Sling Drive

Faster than Light technology has been a dream for mankind since the ancient days of the 20th Century. With the extreme distances involved in interstellar travel, reaching even the closest stars to Sol would take multiple years. The ability to travel faster than the speed of light would drastically cut down the time it would take to traverse the galaxy.   This dream of faster than light travel remained elusive for centuries, with countless individuals working on the problem. Theories about warp bubbles, wormholes, and negative energy were pushed forward but still no working design had been created.   The breakthrough came in the late 24th century in the form of the Gravity Sling, the first practical method of achieving Faster then Light travel mankind had devised. Inspired by the "slingshot" gravity assist maneuvers that have been common in spaceflight for centuries, a Gravity Sling charges up by diving into a gravity well on a slingshot trajectory and then releases the stored energy in the form of a short-lived warp bubble. The lifespan of a warp bubble is dependent on how much gravitational potential it is charged with, and large amounts of power must be provided constantly.   Both the speed and distance that a vessel equipped with a Sling Drive can travel before the warp bubble collapses is proportional to the size of the drive and the "depth" of the gravity well being slung past.   Even relatively small bodies like gas giants can have deep enough gravity wells to charge the drive.
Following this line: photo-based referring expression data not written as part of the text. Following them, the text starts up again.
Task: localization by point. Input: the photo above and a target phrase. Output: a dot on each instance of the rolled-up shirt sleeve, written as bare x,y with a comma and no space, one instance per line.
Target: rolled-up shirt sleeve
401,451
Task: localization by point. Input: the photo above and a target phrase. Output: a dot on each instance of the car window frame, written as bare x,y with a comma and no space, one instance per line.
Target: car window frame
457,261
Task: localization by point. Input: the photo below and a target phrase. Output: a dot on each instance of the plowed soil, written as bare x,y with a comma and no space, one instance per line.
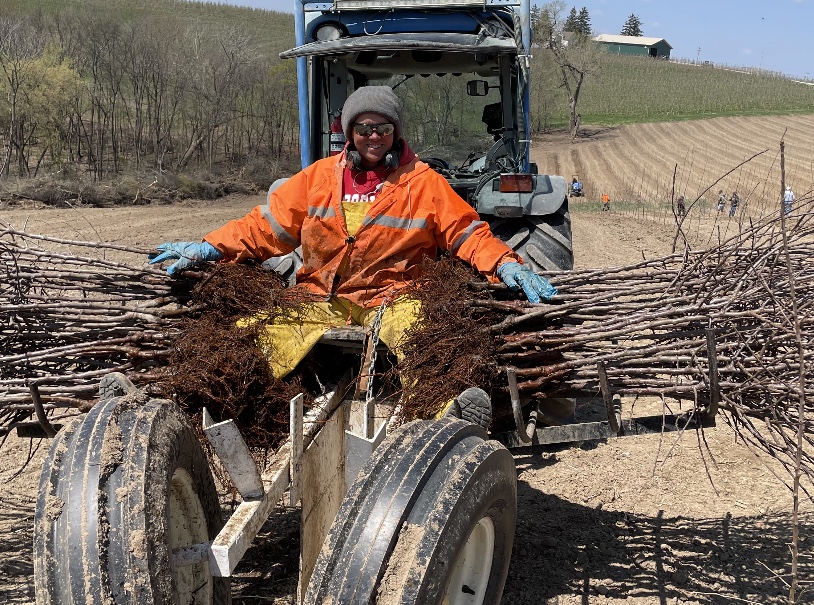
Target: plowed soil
650,519
636,162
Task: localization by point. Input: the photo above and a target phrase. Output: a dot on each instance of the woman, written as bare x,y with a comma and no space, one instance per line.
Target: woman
365,219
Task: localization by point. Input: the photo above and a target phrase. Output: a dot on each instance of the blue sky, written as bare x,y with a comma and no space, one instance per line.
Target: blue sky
772,34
The range of such a charge is short, but typically long enough for a short journey across a single solar system.   Travelling to low mass extra-solar bodies such as brown dwarf stars can be risky, as the gravity well may not be deep enough to charge the drive enough for a return trip. Countless vessels have been lost in this way.   There is no theoretical upper limit to the range of a Sling Drive of any size, however there is a practical upper limit. This limit is dependent on the vessel the Sling Drive is mounted on, and is determined by how close the vessel can physically get to an extremely dense stellar object such as a black hole or neutron star before the vessel's structure is torn to shreds by differential forces.   Although modern Sling Drives are far smaller than the early prototypes and production models, the smallest viable Sling Drive is still as large as a bus and requires the energy output of a small nuclear reactor to run.